For this substudy analysis, EEG data were only analyzed from the maintenance anesthesia phase (i.e., from 30 s after skin incision to the last minimum alveolar concentration value of 0.7 towards the end of the procedure). Specifically, EEG data were analyzed from prefrontal (Fp1, Fp2), frontal (F5, F6, Fz), and parietal (P5, P6, Pz) regions given their postulated role in consciousness and anesthetic-induced unconsciousness (Ku et al., 2011; Koch et al., 2016; Flores et al., 2017). Functional connectivity among brain regions was estimated using a weighted phase lag index (wPLI; Vinck et al., 2011).
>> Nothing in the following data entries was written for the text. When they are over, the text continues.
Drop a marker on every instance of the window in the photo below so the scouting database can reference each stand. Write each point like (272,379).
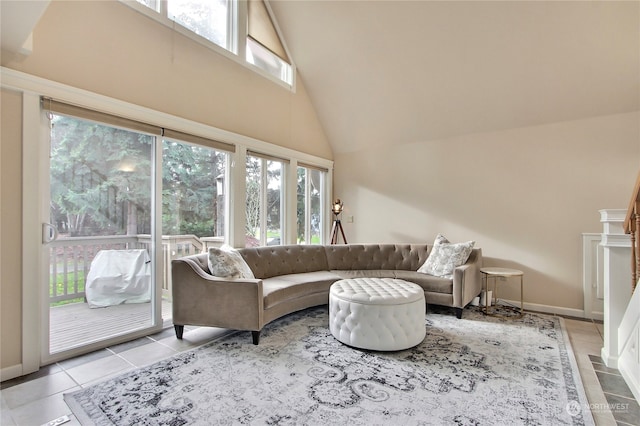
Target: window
(248,34)
(265,201)
(309,207)
(193,192)
(208,19)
This is a measure of phase synchronization that accounts only for non-zero phase lag/lead relationships. In this context, wPLI is relatively robust to volume conduction and reference montage. Between two neurophysiologic signals, if one signal consistently leads (or lags) the other, the phases are considered locked, and wPLI approaches 1 depending on the consistency of phase relationships. Alternatively, if the relationship between two signals is random, without any consistent phase relationship, then the wPLI value will be 0. To ascertain wPLI data, EEG signals were divided into 30-s windows at 10-s step sizes, which were then divided into 2-s sub-windows with 50% overlapping. The multitaper method (Mitra and Bokil, 2007) was then used to estimate the cross-spectral density with time-bandwidth product = 2 and the number of tapers = 3. WPLI values were then estimated, as a function of frequency, using a custom-written function adapted from the Fieldtrip Toolbox (Oostenveld et al., 2011). For this analysis, frontal-parietal, and prefrontal–frontal wPLI were calculated in the bandwidth between 0.5–35 Hz at 0.5 Hz step. Surrogate data were generated via the trial-shuffling method to mitigate potential bias of wPLI; subsequently, wPLI was calculated and subtracted from the original value as the final estimation of functional connectivity. Full methodological details related to wPLI are available as previously reported (Vlisides et al., 2019).
Lastly, temporal variations of connectivity were assessed over the entire anesthetic maintenance period as previously described (Vlisides et al., 2019). In brief, connectivity patterns were obtained using principal component analysis and k-means clustering. First, using principal component analysis, the 140-dimensional vector was reduced to 5-dimensional feature, and these patterns were classified into five clusters using the k-means algorithm with squared Euclidean distance and 100 replications of the initial centroids. The number of clusters and number of retained components were determined using the stability index, which quantifies the reproducibility of clustering solutions for the studied dataset, the amount of variance explained by principal components, and the interpretability of the clustering results (Lange et al., 2004). The results produced five distinct connectivity states, in addition to burst suppression, with distinct spatial and spectral properties over the anesthetic maintenance period (Vlisides et al., 2019). Given the focus on prefrontal-frontal and frontal-parietal oscillatory dynamics, these are the connectivity states further analyzed in this manuscript.
The cluster analysis also allowed for characterization of cortical connectivity data over time. For each subject, we quantified the occurrence rate that is defined as the fraction of time spent in a given connectivity state, compared to all states during anesthetic maintenance, for a given participant. We then assumed the connectivity state time sequence to be a Markov chain (i.e., the state transition depends only on the current state) and computed the state transition probability for each pair of states. We also computed the global state transition probability, which is defined as the number of state transitions between distinct states divided by the total time a subject spent in the anesthetic maintenance period.